The 25-year-old is expected to start tomorrow’s clash with Leicester Tigers at Twickenham after a torrid past 12 months saw him miss the 2011 World Cup with a toe injury, sparking a well-documented fall from grace.
Care was fined for drunken and disorderly behaviour outside Weybridge’s Noir Bar in December, before picking up a 16-month driving ban for drink-driving in the early hours of New Year’s Day and being arrested again for drunken disorder in Leeds in March.
His off-field problems saw him thrown out of England head coach Stuart Lancaster’s elite player squad and facing up to life on the international scrapheap.
But a return to form – and a squeaky clean lifestyle – has helped Quins finish top of the Premiership table and secure Care a place on the plane for England’s summer tour to South Africa.
And the Yorkshireman has admitted lifting the Premiership crown would complete his rehabilitation.
“I probably lost sight of what it is to be a professional rugby player,” he said.
“I’m very fortunate to be in this position and I took my eye off the ball.
“The injury before the World Cup hit me harder than I anticipated. The hurt of not going was hard to take and a few things in my personal life took over.
“I’ve knuckled down over the past few months and I’m loving playing again. There was a time when I wasn’t really enjoying it.
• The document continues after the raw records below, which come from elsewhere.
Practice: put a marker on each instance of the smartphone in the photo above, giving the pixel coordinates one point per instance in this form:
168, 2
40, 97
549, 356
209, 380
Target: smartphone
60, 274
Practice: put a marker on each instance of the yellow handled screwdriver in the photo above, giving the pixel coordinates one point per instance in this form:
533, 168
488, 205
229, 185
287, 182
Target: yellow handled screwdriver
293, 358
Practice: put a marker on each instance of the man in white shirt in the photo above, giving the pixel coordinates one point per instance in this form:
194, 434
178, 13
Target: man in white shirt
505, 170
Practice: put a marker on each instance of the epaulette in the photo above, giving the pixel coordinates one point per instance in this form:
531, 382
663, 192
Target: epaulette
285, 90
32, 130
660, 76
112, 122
“Missing the Six Nations was heart-breaking, but it was my own doing.
“I’ve learned a lot of hard lessons and to be thrown out of an England squad is one of the worst things that can happen to a rugby player “I chose to let my rugby do the talking and I probably owe a lot of people a big performance on Saturday.
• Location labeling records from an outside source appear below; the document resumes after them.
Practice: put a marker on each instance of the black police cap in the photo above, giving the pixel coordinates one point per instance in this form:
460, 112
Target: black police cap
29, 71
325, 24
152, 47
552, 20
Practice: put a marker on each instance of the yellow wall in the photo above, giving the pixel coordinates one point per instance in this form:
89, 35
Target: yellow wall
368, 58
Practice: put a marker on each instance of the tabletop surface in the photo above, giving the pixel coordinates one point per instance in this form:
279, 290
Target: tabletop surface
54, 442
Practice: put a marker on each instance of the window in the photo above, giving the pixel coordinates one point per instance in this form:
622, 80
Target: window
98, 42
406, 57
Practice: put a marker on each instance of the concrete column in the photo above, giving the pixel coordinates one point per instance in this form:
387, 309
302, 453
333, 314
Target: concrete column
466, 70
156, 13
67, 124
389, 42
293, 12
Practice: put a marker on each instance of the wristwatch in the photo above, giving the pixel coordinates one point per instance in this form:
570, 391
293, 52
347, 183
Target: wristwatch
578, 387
“It took me until the third incident to realise I’m a professional rugby player and probably a role model to a few people.
“The boys have been brilliant. I have had the best support you could ask for. Chris [Robshaw] has put an arm round me, Conor [O’Shea] has too.
“They’ve had a quiet word, as have my mum and dad. A mum’s telling off is the worst you can get.
“I had to sort my life out. I took a long hard look in the mirror and I’ve done that.
“It has been a tough few months, but there is a light at the end of the tunnel and, hopefully, winning the Premiership title will be that light.”
Quins go into tomorrow’s clash as the underdogs with eight-time finalists Leicester Tigers going into the game on the back of an 11-match winning steak – including a 43-33 triumph over director of rugby Conor O’Shea’s men.
But the Stoop’s star number nine insisted the side’s narrow 25-23 semi-final triumph over Northampton Saints means Quins cannot be written off.
“When we topped the table at game three, people said we’d struggle when players came back from the World Cup and we have used that as motivation,” he added.
“After the Leicester defeat, we have shown we can come back from something like that against Saints and it has given us that belief again.
“We’re just excited about the final now. It is fresh and raw for us because we’ve never been there before. It is a step up from everything we have played as a club before.
“It would be a dream come true to be the best team in the Premiership. Anything less than that is not good enough.
“This season will have been a waste if we don’t win now.
“The players have worked so hard, the management have worked so hard.
“The club have had some ups and downs in the past few years and a win would be reward for all the supporters who have stuck by us.”